This essay has been submitted by a student. This is not an example of the work written by our professional essay writers.
This research paper discusses on 'Linux Scheduler 2.6' supported by Linux Operating System. Paper describes and explores algorithms and mechanisms that play a vital role in scheduling processes/tasks for Linux OS. It also discusses different constraints and characteristics of CPU scheduler for version 2.6 of Linux kernel and also includes comparison between previous versions.
Linux is a highly popular operating system today freely distributed over the internet. There is a fast paced development and implementation of Linux kernel considering patches and upgrades.
This paper will provide thorough documentation of Linux 2.6 CPU Scheduler. Linux kernels are numbered in the form W.X.Y.Z where W is changed only when major change takes place in the kernel development such as it is incremented only if not compatible with previous versions, X denotes the kernel series, Y being the version number and Z is incremented when a bug is resolved from previous version.
Kernel is responsible for keeping track of thread details such as threads state and the necessary information to carry out the implementation of given task. We know that there is only one thread running or executing on a CPU at any given point of time. This is the reason why CPU Scheduler plays a pivotal role for any Operating System.
CPU Scheduler is responsible for determining thread that has to be implemented next. Thread can be CPU or I/O bound. Schedulers tend to give priority access to the I/O threads. This helps in avoiding wait for the time it takes to get information from I/O allowing the next thread in the queue to be accessed keeping the earlier thread idle.
Scheduling in Linux
In Linux, all threads are simply processes sharing resources. A process in Linux is simply a group of threads that share a TGID (Thread Group ID) between themselves.
Scheduler Design Considerations
- Prevent starvation of tasks
- It should maintain Scheduling latency, reducing delay between tasks to wake up and task to run.
- The decisions taken by the scheduler should be optimum without delay.
- Priorities should be given to important tasks rather than less important tasks.
- There should be no CPU sitting idle when tasks are in queue.
As being freely available, Linux has been way different from other operating systems in the market. It is important to know that scheduling goals and algorithms are determined by the market it targets. Linux was earlier meant as high end operating system and mostly targeted server market.

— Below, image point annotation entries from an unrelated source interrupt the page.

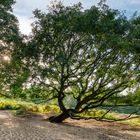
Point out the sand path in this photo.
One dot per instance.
(15, 128)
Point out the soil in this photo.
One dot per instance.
(36, 128)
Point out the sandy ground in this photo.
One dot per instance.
(15, 128)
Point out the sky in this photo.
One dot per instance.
(23, 9)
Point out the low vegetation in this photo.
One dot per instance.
(25, 109)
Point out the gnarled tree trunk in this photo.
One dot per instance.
(60, 118)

But the lately written scheduler for 2.6.x kernel has increased the number and type of users targeting both the server market and the desktop market.

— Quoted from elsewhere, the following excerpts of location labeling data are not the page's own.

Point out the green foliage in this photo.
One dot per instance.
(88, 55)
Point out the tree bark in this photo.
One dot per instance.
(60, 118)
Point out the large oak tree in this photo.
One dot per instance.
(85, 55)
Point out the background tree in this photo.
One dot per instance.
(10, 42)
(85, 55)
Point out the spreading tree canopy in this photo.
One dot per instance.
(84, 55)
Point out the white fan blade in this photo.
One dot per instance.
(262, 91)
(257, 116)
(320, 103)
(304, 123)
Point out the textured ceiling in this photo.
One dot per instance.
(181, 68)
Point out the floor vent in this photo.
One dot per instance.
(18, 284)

Few of the scheduler goals are discussed below:
Efficiency is the most important goal of a scheduler. A scheduler must prioritize the task and try and allow as much of the real work to be done while staying within the restraints of requirements. If context switching is costly then there should be a way to run the task for a longer time. Schedulers speed should also be good enough as it runs most of the time. Scheduler decisions should run as quickly and as efficiently as possible. If all the other goals are met then efficiency plays a major role.
Scheduler should provide with good interactive performance during high load. Schedulers designed should be capable of giving fast responses on input/output processes. If the user types or clicks then the system must react instantly and must execute user tasks smoothly, even during considerable background load.
No process should stay without for any timeslice for uncertain amount of time. Also no process should get unjustly high amount of CPU time. Tasks are to be treated with certain degree of fairness so as no thread ever starves.
Tasks should be properly handled with priority. More important tasks can be given higher priority while with less important tasks should be given lower priority.
Linux supports multiprocessing and hence its scheduler should handle tasks efficiently across several CPUs by maintaining task and CPU status all the time. As all CPUs access memory and resources, scheduler's primary task is to make best use of processer task. Also there should be no CPU staying idle when there is work to be done.
The tasks that run on one CPU should stay affine to that CPU and should not bounce between the CPUs too frequently unless required.
Multiple threads are supported on a single Symmetric Multi-threading chip by Linux kernel. Each physical SMT chip can have more than one virtual processor. But there should be a consideration as the virtual processors share some resources like types of cache. As some resources are shared, virtual processors should not be treated same as that of regular processors.
SMP load-balancer can be extended / switched with additional parallel computing and cache hierarchy concepts such as Non-Uniform Memory Access (NUMA) scheduling. The Linux kernel supports NUMA. The Linux kernel runs a single image of a system across more than one node (where node can be a motherboard) if supported hardware present. At a hardware level, a node is like a traditional uniprocessor or multiprocessor machine in which it has its own CPU(s) and memory. But, NUMA treats each node as a part of a single system as it runs a single image throughout. Therefore, CPUs as nodes are capable of executing any thread, and also the memory across nodes. Perhaps the biggest issue that a scheduler supporting NUMA needs to tackle is the possibility of having far more CPUs to schedule on than most SMP systems. Common SMP systems might have anywhere from 2-8 processors, but NUMA systems can have hundreds of processors. Linux 2.6 kernel offers extended support to NUMA scheduling.
Soft RT Scheduling
The Soft Real-Time Scheduling can effectively be used to schedule the tasks with strict timing constraints. However, Linux 2.6 kernel is capable of managing very strict RT scheduling deadlines but does not give guarantee that deadlines will be met. Real-Time tasks include two different scheduling modes FIFO (First In First Out) which acts in First Come First Serve basis and Round Robin in an Round Robin fashion.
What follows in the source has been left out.